Bernhard Buttmann spielt die vielfältigen und teilweise kaum bekannten Stücke der „frühen Periode“ („früh“ stimmt nicht so ganz). Wer sich, wie der Rezensent, einmal der schweißtreibenden Aufgabe unterzogen hat, das gesamte Orgelwerk des Oberpfälzer Giganten zu durchwühlen, entdeckt so manche Kostbarkeiten, die man nicht erwartet hätte – übrigens auch bei Regers Kammer-, Klaviermusik und den wunderbaren Orchesterwerken. Dort wie hier verbergen sich einige Perlen, die allen Organisten durch die Finger gleiten, die nur mit den „gro­ßen“ Stücken Eindruck erzeugen wollen.

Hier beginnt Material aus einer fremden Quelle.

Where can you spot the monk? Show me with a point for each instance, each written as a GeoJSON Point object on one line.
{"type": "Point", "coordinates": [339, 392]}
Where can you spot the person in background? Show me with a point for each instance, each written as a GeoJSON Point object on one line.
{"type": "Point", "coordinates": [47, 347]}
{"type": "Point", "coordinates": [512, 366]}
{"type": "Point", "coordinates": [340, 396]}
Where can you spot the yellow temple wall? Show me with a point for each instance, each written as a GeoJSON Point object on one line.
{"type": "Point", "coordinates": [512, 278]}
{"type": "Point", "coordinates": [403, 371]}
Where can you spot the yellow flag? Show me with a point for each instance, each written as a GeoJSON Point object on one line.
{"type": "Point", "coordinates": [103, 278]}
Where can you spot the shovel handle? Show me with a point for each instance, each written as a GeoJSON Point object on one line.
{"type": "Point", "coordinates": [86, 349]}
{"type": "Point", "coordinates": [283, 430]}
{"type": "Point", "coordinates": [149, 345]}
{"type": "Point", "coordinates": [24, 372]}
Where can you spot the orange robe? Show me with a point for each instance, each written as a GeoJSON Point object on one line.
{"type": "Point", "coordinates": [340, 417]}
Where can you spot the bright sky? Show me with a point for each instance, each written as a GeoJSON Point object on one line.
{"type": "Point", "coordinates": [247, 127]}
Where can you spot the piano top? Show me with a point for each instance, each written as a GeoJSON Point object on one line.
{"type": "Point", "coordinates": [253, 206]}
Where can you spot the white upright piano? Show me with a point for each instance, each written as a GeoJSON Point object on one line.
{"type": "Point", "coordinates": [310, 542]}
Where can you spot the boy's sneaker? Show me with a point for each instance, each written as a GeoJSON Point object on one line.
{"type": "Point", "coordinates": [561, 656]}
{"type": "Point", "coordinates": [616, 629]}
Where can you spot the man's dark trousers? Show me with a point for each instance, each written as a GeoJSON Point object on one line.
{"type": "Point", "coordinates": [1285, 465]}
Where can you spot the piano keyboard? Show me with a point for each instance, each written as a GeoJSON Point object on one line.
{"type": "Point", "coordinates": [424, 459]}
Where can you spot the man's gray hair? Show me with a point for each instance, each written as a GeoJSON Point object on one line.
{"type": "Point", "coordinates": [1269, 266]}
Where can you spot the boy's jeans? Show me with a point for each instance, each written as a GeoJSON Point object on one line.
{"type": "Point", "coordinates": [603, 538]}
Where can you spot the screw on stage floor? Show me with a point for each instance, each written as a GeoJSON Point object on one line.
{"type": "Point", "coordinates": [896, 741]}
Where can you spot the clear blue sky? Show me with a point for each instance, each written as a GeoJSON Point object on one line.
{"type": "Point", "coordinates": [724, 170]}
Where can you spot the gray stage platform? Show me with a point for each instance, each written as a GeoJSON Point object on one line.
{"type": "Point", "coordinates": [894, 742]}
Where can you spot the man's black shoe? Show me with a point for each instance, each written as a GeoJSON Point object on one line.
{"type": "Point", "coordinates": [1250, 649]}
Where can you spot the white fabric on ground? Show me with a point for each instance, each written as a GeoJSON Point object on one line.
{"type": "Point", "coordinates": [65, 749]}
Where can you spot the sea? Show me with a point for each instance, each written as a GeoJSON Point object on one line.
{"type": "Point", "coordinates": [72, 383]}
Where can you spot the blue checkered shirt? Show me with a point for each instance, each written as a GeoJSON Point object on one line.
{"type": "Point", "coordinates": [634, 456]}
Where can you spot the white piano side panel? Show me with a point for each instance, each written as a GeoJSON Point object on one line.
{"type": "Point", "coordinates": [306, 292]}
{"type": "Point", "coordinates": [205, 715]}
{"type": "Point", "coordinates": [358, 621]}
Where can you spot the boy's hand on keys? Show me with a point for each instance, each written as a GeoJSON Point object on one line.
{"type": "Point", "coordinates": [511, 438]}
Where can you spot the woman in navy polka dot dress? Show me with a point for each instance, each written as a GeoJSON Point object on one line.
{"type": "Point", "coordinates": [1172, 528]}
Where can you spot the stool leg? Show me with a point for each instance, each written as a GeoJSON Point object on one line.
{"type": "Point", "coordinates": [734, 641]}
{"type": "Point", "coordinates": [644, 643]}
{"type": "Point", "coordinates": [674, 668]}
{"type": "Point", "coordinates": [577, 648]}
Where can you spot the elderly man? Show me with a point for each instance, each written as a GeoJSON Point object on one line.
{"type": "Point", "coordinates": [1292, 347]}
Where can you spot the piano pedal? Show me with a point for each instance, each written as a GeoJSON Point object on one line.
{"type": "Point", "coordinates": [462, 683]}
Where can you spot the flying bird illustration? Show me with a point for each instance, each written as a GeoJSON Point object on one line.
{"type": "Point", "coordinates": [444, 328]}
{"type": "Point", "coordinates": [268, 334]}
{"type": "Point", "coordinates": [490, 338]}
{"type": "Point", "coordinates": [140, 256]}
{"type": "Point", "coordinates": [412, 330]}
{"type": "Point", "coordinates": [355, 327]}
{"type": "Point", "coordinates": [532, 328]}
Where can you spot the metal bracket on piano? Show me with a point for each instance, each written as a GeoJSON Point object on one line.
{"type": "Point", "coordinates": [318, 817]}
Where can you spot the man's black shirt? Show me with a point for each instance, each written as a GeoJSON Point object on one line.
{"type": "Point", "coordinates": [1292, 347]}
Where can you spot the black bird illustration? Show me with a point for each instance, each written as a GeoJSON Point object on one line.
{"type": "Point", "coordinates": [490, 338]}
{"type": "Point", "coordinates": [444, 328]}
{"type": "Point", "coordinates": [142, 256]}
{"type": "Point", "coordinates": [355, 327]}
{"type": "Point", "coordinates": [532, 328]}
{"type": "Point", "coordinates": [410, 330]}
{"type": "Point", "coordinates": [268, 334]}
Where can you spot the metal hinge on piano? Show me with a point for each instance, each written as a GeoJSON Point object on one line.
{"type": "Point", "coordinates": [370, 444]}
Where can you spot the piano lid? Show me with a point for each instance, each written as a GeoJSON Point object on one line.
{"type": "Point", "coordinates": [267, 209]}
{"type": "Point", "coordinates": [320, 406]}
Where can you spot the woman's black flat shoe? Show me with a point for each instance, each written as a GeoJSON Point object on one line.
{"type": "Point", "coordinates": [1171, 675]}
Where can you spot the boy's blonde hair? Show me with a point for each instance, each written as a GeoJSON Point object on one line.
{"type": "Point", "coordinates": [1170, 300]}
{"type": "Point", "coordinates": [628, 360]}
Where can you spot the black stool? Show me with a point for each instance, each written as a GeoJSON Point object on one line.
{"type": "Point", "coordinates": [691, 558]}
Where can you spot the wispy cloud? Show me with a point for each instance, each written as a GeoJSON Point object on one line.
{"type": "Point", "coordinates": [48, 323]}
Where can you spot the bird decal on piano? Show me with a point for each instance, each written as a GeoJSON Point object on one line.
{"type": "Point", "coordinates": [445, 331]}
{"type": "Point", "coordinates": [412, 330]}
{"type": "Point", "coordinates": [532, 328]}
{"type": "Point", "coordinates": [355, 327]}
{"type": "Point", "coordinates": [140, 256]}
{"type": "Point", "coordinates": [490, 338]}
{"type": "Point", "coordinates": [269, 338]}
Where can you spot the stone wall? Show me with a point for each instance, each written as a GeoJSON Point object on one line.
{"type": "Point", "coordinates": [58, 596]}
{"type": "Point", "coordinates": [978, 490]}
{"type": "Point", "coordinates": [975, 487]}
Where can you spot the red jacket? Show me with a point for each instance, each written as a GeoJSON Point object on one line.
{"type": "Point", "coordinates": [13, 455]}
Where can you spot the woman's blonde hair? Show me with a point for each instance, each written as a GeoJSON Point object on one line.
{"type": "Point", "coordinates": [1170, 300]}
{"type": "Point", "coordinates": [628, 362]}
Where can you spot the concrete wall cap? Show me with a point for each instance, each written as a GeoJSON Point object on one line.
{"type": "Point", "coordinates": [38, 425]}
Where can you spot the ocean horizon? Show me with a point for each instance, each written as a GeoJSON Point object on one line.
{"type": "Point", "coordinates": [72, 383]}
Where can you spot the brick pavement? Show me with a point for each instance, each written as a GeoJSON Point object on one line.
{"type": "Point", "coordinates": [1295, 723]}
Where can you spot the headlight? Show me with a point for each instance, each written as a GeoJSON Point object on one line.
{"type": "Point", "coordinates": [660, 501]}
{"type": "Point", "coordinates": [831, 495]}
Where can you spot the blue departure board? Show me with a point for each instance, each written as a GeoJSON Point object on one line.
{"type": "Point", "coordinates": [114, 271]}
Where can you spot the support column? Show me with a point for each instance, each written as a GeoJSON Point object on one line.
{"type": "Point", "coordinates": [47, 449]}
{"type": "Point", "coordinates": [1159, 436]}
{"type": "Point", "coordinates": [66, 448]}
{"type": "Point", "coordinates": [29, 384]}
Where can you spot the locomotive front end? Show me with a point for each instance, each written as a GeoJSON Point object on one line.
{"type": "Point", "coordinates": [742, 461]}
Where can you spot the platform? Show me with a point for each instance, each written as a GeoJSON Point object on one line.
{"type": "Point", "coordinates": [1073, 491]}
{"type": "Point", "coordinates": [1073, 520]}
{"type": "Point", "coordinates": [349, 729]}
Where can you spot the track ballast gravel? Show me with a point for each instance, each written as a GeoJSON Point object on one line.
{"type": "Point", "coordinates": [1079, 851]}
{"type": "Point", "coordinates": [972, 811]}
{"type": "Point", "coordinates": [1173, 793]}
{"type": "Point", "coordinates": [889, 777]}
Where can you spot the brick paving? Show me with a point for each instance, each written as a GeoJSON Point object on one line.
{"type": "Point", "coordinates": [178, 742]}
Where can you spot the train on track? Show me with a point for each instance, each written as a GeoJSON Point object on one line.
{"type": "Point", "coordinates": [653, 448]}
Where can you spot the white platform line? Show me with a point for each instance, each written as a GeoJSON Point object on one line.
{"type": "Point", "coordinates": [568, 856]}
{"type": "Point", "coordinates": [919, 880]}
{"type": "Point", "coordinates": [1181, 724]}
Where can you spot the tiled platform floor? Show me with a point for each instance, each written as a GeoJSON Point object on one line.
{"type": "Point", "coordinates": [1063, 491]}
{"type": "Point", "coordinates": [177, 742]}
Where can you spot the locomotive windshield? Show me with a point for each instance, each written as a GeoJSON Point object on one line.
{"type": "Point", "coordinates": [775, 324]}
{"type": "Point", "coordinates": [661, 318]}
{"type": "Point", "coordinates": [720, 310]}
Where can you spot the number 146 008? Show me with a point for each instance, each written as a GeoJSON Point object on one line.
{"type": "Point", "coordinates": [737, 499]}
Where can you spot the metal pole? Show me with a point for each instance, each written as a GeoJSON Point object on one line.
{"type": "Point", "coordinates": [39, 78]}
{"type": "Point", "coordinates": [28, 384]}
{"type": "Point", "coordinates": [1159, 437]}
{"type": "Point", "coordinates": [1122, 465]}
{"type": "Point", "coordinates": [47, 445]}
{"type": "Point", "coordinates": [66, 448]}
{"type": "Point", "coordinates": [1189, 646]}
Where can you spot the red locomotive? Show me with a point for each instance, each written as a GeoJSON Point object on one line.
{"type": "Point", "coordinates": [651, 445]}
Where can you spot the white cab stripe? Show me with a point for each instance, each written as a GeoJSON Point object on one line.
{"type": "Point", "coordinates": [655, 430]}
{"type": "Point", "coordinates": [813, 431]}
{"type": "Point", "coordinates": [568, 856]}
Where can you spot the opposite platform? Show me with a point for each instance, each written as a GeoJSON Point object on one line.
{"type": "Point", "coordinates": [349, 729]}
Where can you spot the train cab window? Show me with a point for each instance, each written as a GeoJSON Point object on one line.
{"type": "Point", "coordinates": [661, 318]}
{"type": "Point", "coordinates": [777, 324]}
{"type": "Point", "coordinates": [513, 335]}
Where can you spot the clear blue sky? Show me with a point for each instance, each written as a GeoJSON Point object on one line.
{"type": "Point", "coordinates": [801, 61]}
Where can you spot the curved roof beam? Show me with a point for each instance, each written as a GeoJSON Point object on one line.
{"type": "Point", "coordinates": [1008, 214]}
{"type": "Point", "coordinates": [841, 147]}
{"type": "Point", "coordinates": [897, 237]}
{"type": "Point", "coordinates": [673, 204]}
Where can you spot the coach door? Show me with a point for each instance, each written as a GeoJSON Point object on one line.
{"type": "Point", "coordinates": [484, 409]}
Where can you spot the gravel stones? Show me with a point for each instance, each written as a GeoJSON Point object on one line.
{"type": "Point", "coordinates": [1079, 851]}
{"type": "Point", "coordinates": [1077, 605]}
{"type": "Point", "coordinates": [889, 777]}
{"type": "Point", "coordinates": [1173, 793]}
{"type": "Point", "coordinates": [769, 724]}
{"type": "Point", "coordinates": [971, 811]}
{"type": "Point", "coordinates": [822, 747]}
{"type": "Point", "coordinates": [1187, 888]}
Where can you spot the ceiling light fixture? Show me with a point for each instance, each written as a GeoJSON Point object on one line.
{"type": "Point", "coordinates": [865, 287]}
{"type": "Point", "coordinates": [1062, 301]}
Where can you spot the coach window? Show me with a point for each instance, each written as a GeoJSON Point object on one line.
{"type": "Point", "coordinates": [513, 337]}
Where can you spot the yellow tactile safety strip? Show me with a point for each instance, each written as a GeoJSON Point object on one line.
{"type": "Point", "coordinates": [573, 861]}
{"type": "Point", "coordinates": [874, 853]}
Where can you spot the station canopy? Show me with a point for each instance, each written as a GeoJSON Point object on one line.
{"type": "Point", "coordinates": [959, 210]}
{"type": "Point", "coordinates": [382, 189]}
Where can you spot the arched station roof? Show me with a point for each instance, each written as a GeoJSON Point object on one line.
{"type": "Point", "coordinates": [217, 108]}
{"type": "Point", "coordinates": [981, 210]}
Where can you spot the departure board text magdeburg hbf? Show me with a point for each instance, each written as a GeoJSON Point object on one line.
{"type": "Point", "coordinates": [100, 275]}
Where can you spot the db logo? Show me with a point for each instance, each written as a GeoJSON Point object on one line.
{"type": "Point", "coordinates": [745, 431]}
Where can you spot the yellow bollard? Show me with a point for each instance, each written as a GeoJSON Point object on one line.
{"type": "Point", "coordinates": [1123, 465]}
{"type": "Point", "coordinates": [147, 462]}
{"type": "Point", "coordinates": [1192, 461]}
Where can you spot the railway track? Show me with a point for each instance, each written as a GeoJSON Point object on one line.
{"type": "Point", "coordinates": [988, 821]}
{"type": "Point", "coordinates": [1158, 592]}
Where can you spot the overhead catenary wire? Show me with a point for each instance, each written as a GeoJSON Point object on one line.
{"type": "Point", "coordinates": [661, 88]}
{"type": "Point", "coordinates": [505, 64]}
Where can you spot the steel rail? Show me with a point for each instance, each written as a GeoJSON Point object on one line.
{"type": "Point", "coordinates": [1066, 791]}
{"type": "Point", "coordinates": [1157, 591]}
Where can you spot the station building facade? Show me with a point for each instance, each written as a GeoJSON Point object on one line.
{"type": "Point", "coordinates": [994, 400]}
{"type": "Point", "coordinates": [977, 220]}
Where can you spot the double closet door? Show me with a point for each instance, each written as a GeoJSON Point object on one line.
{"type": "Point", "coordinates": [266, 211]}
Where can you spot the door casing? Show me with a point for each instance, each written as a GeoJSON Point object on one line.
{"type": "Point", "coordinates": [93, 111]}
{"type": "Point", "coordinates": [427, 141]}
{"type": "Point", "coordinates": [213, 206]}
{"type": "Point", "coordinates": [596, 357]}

Zwar (CD I) sind die Drei Stücke op. 7 und die Suite e-Moll op. 16 zunächst im barocken Gestus, aber dennoch mit heftig romantischer Sprache entworfen. Buttmann spielt auf der Orgel der Marktkirche Wiesbaden und zieht ein Klanggewand aus den frankophonen 85 Registern, das sich durchaus Reger annähert. Schon hier wird offenbar, dass sich der Oberpfälzer Komponist in der barocken Fugenkunst wie zuhause bewegte.
Die zweite CD beginnt mit Regers erster Choralfantasie op. 27 („Ein feste Burg“), gefolgt von Phantasie und Fuge c-Moll op. 29 und der nächsten Choralfantasie op. 30 („Freu dich sehr, o meine Seele“). Hier kommt die Weidener Orgel zu Ton. In op. 27 könnte ich mir mehr entfesselte Dämonie vorstellen, wenn Reger die Teufel toben lässt – Eindruck am Rande. Spätes­tens bei all diesen Stücken fällt auf, dass Buttmann agogisch sehr freizügig handelt, sozusagen rhapsodisch, und zuweilen zu eigenwil­ligen Zäsuren bei Klangwechseln neigt – zuweilen, weil er durchaus auch anders kann (etwa op. 29, T. 29/30 oder T. 37); die Absicht erschließt sich mir nicht immer. Aber bitte – das sind wirklich Kleinigkeiten! Es folgen einige Werke ohne Opuszahl, darunter die allseits bekannte Introduktion und Passacaglia d-Moll, alles gespielt auf der Maerz-Orgel, mit der Buttmann eine sehr treffende Darstellung erzielt.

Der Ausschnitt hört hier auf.